The consequence is that only 4.37GB of computer data fit on a disc. That eternal confusion aside, what can you store on a single DVD? Here's a rough and ready reckoner of how many files can be stored on each:

ITEM/PER DVD/PER CD

Word text documents / 1,000,000 / 160,000

Jpeg images / 6,000 / 960

MP3 files / 1,100 / 180

Windows XP disk image / 3 (with no other applications installed) / 0.45

One-hour movie / 1 (DVD-quality) / 1 (VideoCD quality) or 0.5 (SVCD quality)

Stop the rot
One of the great unknowns about DVD media is lifespan. The history of recordable CD is not particularly encouraging in this respect, with some discs reportedly degrading after only a couple of years or even mere months (a degraded disc develops errors and can become completely unreadable).

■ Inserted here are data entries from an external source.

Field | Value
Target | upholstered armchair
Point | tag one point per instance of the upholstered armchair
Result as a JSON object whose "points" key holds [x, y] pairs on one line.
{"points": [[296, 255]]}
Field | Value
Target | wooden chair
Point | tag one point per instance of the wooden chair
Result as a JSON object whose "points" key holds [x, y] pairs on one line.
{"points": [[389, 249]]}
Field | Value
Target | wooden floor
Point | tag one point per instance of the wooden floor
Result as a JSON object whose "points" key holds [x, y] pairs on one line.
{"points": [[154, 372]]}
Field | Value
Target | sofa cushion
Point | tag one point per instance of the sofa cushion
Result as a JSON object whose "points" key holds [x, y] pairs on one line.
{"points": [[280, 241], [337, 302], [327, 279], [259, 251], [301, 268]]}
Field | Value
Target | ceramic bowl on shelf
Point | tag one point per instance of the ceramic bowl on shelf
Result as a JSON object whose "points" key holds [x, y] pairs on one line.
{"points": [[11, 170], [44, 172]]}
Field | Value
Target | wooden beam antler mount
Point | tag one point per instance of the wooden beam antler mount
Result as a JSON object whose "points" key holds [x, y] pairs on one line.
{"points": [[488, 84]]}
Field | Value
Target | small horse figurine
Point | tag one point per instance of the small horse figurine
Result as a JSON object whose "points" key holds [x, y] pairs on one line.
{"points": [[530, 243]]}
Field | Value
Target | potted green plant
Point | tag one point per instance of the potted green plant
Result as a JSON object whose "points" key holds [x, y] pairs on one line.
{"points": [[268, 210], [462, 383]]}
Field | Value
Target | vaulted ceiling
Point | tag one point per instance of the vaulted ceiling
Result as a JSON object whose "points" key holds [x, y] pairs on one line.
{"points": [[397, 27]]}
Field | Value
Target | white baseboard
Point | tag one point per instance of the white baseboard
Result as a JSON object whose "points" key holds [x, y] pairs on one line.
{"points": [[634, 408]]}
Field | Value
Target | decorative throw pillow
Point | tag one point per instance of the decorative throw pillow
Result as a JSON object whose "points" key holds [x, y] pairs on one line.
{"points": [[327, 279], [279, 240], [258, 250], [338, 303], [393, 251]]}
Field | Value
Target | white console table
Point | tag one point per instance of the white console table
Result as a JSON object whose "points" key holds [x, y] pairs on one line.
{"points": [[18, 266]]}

If you were one of recordable CD technology's early adopters, now would be a very good time to dig out your old discs and copy their contents to DVD, or even just to fresh CDs, while you still can.

Paying a premium for branded media over cheaper unlabelled discs may help and certainly can't hurt. It's also wise to make multiple copies of DVDs that you intend to archive.

We suggest going even further and keeping a separate copy of important files on a hard disk for safe-keeping. Further still, be prepared to transfer your DVD recordings to a more robust form of media in the future.

The bottom line, which we are just beginning to reach, is that optical media may simply be unsuited to long-term storage. Back to the drawing board, then.

CONTACTS:

DivX
www.divx.com

PowerQuest
www.powerquest.com

Microsoft
www.microsoft.com/uk
(Photo Story is part of the Plus! Digital Media Edition pack)

Symantec
www.symantec.com

TMPGEnc
www.tmpgenc.net

Recordable DVD formats
DVD-Ram
A record/rewrite format that's great for data storage and time-shifted video recording. However, DVD-RAM discs can't be read by DVD-Rom drives, nor can they be played in DVD video players.

DVD-R/RW (the 'dash' or 'minus' formats)
Ideal for data and movies, the only problem being limited compatibility with some older video players and drives.

DVD+R/RW (the 'plus' formats)
Offer the greatest all-round compatibility and the format's future is seemingly secure with Microsoft backing it.